El Pontífice no quería decir que se trata de "una enfermedad psiquiátrica", precisó el Vaticano.
El Papa ha tenido que capear numerosos ataques desde que fue elegido Pontífice en 2013, sobre todo por parte de los sectores más conservadores de la Iglesia, que lo consideran un peligro por sus posiciones a favor de conceder la comunión a los divorciados que se vuelven a casar.
Ayudado por un periodista italiano
Un periodista italiano confesó que ayudó al exnuncio del Vaticano Carlo Maria Vigano a redactar la denuncia de encubrimiento contra el papa Francisco y dijo que convenció al arzobispo para que la hiciese pública luego de que la Iglesia de Estados Unidos se vio envuelta en un escándalo por las revelaciones de un informe de un jurado investigador de Pensilvania sobre abusos sexuales.
Marco Tosatti explicó que ayudó al arzobispo Vigano a escribir, reescribir y editar su testimonio de 11 páginas, apuntando que pasaron tres horas sentados en una mesa de madera en la sala de estar del reportero el pasado 22 de agosto.
Viganó, a quien ya conocía, lo había llamado unas semanas antes pidiéndole una reunión, contó Tosatti, un conservador extremista, enemigo declarado del Papa. El periodista, que no tiene relevancia en su país, y escribió esta denuncia sin ninguna prueba, dice que el prelado le relató entonces las historias que sirvieron de base para su testimonio contra el Pontífice.

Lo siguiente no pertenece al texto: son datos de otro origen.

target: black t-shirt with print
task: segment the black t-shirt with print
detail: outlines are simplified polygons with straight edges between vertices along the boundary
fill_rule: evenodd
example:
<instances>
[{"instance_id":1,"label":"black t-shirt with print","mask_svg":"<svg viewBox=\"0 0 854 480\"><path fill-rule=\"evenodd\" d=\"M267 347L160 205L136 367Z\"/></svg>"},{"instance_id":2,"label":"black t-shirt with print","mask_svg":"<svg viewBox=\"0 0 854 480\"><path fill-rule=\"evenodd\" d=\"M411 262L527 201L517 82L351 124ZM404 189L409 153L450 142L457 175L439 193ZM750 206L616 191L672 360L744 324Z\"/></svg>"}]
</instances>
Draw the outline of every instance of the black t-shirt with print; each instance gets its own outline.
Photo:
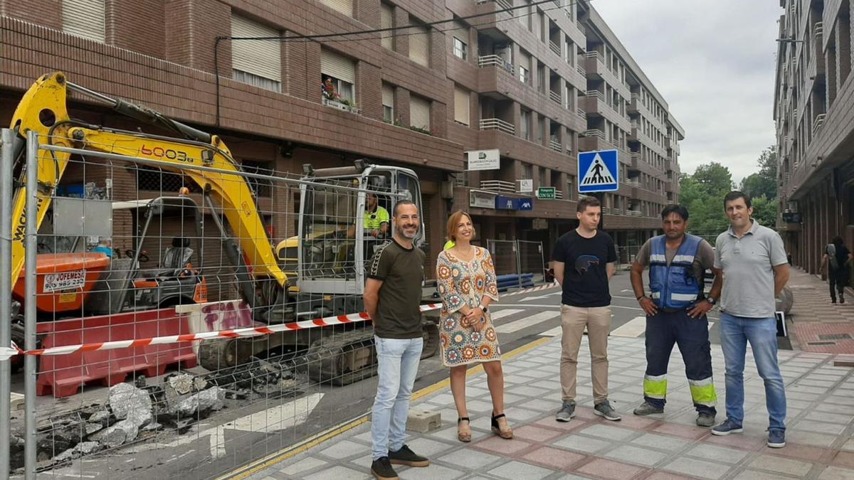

El documento de Vigano sostiene que el Pontífice argentino sabía desde 2013 de las acusaciones de abusos sexuales que enfrentaba el exarzobispo de Washington, Theodore McCarrick, pero a pesar de ello lo rehabilitó de las sanciones impuestas por su predecesor, Benedicto XVI. Las acusaciones provocaron una crisis en el papado de cinco años de Francisco.
El exnuncio guarda silencio desde la publicación de su sorpresivo testimonio el domingo, y se desconoce su paradero. Por ello, la reconstrucción que ofrece Tosatti es la única versión sobre la elaboración del documento.